# Natural Language Process Analysis
Sentiment analysis and LDA topic identification. **Please make sure to insert the path to this folder here.**


In [None]:
folder_path = '/content/drive/MyDrive/Colab Notebooks/381 Final Project/ML Final Project/'

## Import Necessary Libraries

In [None]:
!pip install numpy==1.25.2



In [None]:
!pip install --upgrade gensim nltk

import pandas as pd
import numpy as np
import re
import ast
import joblib

from sklearn.linear_model import LogisticRegression
from sklearn.feature_extraction.text import TfidfVectorizer

import gensim as gs
from gensim import corpora, models, similarities
from gensim.models import LdaModel
from gensim.utils import simple_preprocess
import matplotlib.pyplot as plt

import nltk as nl
from nltk.corpus import stopwords
from nltk.stem import WordNetLemmatizer
nl.download('wordnet')
nl.download('stopwords')

import kagglehub
path = kagglehub.dataset_download("kazanova/sentiment140")

from google.colab import drive
drive.mount('/content/drive')



[nltk_data] Downloading package wordnet to /root/nltk_data...
[nltk_data]   Package wordnet is already up-to-date!
[nltk_data] Downloading package stopwords to /root/nltk_data...
[nltk_data]   Package stopwords is already up-to-date!


Drive already mounted at /content/drive; to attempt to forcibly remount, call drive.mount("/content/drive", force_remount=True).


## Sentiment Analysis with Pytorch Logistic Regression (smaller dataset)

This code can be found in the Sentiment_Analysis_Pytorch.ipynb notebook.

## Sentiment Analysis with Sklearn Logistic Regression (entire dataset)

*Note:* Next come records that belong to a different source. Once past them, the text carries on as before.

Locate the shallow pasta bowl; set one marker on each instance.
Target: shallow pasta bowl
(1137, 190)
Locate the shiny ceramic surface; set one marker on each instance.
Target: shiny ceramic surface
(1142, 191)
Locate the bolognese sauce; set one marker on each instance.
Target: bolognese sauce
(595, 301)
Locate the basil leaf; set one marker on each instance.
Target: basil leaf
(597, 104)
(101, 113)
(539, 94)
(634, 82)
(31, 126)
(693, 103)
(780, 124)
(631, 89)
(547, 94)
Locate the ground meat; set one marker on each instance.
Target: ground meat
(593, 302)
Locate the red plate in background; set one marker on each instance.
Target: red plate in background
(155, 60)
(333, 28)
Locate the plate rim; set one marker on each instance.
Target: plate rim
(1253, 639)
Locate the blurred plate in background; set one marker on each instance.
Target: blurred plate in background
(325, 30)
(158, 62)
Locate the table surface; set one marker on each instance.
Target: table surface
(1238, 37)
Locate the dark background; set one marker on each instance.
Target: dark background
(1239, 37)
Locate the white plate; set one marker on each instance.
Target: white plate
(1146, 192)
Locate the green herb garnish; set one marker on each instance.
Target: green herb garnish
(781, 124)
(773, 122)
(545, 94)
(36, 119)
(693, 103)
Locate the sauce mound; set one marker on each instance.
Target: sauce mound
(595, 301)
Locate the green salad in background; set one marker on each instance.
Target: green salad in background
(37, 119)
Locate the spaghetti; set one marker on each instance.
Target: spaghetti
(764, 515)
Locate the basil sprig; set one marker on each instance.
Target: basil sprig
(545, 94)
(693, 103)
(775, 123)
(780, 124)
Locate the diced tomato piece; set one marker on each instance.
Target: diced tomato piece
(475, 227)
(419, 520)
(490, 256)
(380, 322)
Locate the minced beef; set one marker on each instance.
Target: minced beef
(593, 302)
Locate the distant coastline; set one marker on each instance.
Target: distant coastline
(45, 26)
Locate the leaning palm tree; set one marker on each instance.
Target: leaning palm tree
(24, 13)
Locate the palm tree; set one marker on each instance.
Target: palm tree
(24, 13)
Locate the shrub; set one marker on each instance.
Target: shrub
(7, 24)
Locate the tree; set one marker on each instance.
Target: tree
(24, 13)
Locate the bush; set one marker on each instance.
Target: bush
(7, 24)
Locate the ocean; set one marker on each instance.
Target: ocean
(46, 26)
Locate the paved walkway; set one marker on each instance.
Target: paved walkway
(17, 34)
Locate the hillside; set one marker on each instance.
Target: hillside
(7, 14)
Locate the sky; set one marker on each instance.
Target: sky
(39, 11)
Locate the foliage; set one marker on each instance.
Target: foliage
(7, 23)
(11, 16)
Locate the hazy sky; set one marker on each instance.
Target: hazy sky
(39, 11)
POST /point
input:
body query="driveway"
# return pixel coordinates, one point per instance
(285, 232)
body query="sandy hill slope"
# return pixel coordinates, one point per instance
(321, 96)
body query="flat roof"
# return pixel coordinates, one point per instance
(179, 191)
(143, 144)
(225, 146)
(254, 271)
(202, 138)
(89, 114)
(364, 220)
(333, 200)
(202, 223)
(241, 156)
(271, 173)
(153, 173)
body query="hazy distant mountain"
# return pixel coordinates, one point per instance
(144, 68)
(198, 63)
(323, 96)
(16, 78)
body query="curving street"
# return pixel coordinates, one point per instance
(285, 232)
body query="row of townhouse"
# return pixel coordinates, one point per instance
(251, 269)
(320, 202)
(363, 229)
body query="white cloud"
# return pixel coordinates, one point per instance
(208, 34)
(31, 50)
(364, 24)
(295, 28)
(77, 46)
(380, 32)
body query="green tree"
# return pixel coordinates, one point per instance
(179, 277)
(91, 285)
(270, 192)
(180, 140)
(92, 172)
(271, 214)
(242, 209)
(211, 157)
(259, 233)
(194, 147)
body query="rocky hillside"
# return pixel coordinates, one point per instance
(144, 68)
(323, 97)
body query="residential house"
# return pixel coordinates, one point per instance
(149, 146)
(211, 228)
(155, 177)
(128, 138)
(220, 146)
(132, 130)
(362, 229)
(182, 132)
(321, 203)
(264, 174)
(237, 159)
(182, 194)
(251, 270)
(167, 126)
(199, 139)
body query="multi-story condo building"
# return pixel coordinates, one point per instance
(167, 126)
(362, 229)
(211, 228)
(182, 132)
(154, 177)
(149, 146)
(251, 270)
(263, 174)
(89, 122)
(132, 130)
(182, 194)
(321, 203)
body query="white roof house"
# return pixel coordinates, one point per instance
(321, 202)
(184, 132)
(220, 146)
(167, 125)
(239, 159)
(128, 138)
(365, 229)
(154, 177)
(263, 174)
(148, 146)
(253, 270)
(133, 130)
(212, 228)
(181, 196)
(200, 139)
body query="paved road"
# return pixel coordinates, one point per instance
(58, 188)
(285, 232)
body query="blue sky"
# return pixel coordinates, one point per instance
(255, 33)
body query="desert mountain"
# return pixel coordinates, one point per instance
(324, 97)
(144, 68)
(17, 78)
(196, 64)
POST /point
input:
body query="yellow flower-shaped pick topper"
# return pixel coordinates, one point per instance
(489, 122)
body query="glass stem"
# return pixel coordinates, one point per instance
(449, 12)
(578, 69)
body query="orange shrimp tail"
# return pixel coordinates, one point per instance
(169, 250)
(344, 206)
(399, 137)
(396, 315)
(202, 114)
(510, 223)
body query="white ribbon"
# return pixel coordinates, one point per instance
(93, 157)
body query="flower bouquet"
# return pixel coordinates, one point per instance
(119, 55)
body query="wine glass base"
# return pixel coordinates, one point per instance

Train a sentimental analysis model using the [Sentiment140](https://www.kaggle.com/datasets/ferno2/training1600000processednoemoticoncsv?resource=download) which has labelled sentiment for large amounts of text

In [None]:
columns = ['target', 'ids', 'date', 'flag', 'user', 'text']
sentiment140_path = folder_path + 'training.1600000.processed.noemoticon.csv'
sent_df = pd.read_csv(sentiment140_path, encoding='latin-1', header=None, names=columns)

In [None]:
# keep 0 and 4 (pos and neg)
sent_df = sent_df[sent_df['target'].isin([0,4])]
sent_df['label'] = sent_df['target'].map({0: 0, 4: 1})

sent_df = sent_df.sample(10000, random_state=72)

In [None]:
X_train = sent_df['text'].tolist()
y_train = sent_df['label'].tolist()

In [None]:
translated_data_path = folder_path + 'spotifydata_translated_combined.csv'
sentiment_df = pd.read_csv(translated_data_path)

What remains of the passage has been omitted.